Archive for January, 2007

You can’t spider XML with a Google Mini (so far)

January 16, 2007 in Google Mini,GSA | Comments (1)

A question I’ve seen come up a lot which isn’t answered directly by my earlier post is whether the Google Mini or Search Appliance can spider raw XML. Unfortunately, no, it cannot.

The Mini / Search Appliance can read the XML, but it takes it in as straight text, so any searching you do will look at node names, attributes and content, rather than just content.

The best I can suggest is you have some scripting to run an XSL transform on your XML to turn it in to a small (or indeed large) site of web pages, then spider those with the appliance.

Pages without titles get blank <T> nodes in XML

January 8, 2007 in Google Mini,GSA,XML API | Comments (1)

When using the XML API to your Google Mini or Search Appliance, if a page in the search results does not have a <title> in it’s HTML, then it does not have a ‘T’ node (in GSP/RES/R/T) in the XML returned for the search.

The XSLT controlling the look of the web frontend on the box automatically replaces the title with the URL of the page instead (with the http:// taken off the start.) With the XML API you can decide to replace it with anything you like, but this behaviour is certainly preferred by the clients I’ve had to set it up for. Best of all would be for all pages to have a title, but there could well be some that slip through testing (when there is testing) so it’s best to be prepared for it.

Google Mini: Searching Subcollections from the frontend

in Google Mini | Comments (3)

If you are creating new subcollections on your Google Mini (v1), and you want to search them from a drop down menu on the frontend, you will need to refresh the frontend to do it. Sound confusing, just do these steps (the same goes for turning on the menu for searching subcollections in the first place):

  1. Login to the admin area and click on the collection name, then ‘Edit’
  2. Click ‘Configure Serving’ then ‘Output Format’
  3. Click the little arrow next to ‘Search Box’
  4. Click the tickbox next to ‘include a menu to search by subcollection’
  5. Click ‘Save Page Layout Code’

Note: This can take a few minutes to have an effect on the frontend, so if you don’t see a change to your search page immediately, just hang on and try again in a few minutes.

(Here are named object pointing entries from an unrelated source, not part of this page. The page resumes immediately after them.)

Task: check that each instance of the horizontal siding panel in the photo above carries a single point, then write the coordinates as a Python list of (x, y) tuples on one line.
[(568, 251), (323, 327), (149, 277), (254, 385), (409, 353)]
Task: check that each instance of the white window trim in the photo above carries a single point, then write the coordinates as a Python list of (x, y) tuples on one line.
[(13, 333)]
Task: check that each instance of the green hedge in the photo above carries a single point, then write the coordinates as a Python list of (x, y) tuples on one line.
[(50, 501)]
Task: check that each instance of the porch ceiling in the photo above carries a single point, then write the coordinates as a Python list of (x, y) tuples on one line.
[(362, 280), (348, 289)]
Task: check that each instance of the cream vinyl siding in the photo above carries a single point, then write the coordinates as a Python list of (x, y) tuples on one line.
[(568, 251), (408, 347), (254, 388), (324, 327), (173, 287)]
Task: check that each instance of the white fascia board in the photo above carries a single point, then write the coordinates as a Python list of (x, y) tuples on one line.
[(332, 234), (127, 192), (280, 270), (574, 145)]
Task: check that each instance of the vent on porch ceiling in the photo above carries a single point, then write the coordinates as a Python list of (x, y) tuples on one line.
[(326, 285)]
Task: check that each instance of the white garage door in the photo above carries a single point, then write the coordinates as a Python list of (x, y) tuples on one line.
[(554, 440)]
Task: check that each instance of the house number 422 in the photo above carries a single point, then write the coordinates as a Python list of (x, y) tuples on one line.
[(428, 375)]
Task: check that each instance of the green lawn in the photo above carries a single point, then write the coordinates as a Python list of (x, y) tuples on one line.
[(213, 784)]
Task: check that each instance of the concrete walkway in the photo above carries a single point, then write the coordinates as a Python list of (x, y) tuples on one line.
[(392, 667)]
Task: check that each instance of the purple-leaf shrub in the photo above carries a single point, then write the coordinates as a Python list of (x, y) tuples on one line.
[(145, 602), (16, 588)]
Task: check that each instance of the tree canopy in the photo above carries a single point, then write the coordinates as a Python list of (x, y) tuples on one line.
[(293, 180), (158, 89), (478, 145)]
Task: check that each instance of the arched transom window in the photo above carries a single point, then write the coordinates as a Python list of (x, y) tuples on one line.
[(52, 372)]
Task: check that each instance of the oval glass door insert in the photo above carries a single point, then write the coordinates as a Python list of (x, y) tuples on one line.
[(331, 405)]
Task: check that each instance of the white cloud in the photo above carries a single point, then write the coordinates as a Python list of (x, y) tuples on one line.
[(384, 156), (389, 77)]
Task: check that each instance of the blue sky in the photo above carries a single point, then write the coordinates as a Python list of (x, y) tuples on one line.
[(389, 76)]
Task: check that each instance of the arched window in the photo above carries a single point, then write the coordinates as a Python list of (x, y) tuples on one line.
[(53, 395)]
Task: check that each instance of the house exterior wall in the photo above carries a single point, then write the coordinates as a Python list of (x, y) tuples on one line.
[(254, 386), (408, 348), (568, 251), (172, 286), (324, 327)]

If you were just trying to turn on the menu of subcollections, that’s all you need to do. However, if you’re trying to get your new subcollection to show, you need to do these two steps again:

  1. Click the tickbox next to ‘include a menu to search by subcollection’
  2. Click ‘Save Page Layout Code’

That will cause the menu to update. You don’t need to wait for the frontend to refresh when doing this, just go through the first steps to switch the menu off, save it, then re-tick the box and save again.